The world's supply of free IPv4 address space has fallen to below 5%, and is set to run out early next year, the Number Resource Organization (NRO) has warned.
APAC internet registry APNIC has just been assigned two blocks of IPv4 addresses, leaving just 12 blocks remaining, the NRO said. Each block is equivalent to 1/256th of the total IPv4 space of nearly 4.3 billion IP addresses.
The final five will be distributed simultaneously to each of the regional internet registries, so only seven remain to be given out normally.
The NRO said that at the current rate of exhaustion, the final five blocks of IPv4 addresses will be allocated in early 2011.

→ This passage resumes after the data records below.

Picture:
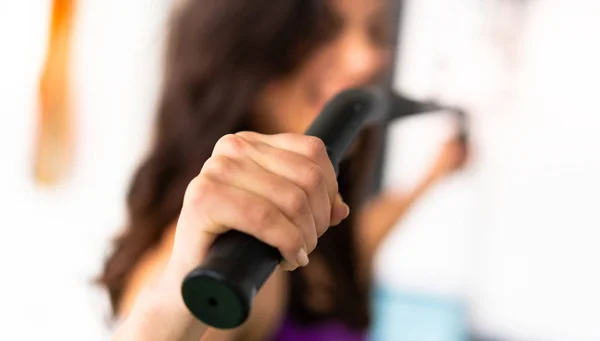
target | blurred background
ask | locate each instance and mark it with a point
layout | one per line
(505, 249)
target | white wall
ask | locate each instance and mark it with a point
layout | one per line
(516, 232)
(530, 264)
(53, 240)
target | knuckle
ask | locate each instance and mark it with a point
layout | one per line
(315, 148)
(231, 143)
(293, 242)
(314, 177)
(311, 244)
(198, 190)
(264, 216)
(219, 165)
(297, 203)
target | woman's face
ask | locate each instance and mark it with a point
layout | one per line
(356, 54)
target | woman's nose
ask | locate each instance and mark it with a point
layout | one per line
(360, 60)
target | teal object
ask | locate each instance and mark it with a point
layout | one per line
(403, 316)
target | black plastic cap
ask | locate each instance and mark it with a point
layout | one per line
(215, 301)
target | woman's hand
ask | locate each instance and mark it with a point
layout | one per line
(281, 189)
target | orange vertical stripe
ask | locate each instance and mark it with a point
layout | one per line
(54, 147)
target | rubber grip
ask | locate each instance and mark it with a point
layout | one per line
(220, 291)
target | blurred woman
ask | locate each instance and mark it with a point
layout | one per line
(267, 67)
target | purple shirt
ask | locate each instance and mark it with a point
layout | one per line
(327, 331)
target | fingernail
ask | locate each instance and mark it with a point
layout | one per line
(302, 257)
(342, 209)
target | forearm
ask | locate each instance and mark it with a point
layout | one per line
(159, 314)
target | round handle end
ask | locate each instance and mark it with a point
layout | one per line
(214, 300)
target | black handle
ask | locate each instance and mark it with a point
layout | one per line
(220, 292)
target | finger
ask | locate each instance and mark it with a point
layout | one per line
(304, 173)
(287, 196)
(219, 207)
(339, 211)
(308, 146)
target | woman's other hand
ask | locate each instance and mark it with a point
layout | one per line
(452, 156)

“The pressure to adopt IPv6 is mounting. Many worry that without adequate preparation and action, there will be a chaotic scramble for IPv6,” the NRO said in a statement.
The supply of IPv4 addresses hit 10% in January, and since then more than 200 million IPv4 addresses have been allocated.
IPv4 address exhaustion uniquely affects the Asia-Pacific region because of the region's rapid pace of growth, according to APNIC. Around 45.9% of the IPv6 addresses allocated in the world last year went to the region.
But the five regional registries are expected to allocate over 2,000 IPv6 address blocks this year – a 70% increase from 2009. This compares to just an 8% growth in IPv4 allocations for the year. The NRO said this indicated a strong momentum behind IPv6 adoption.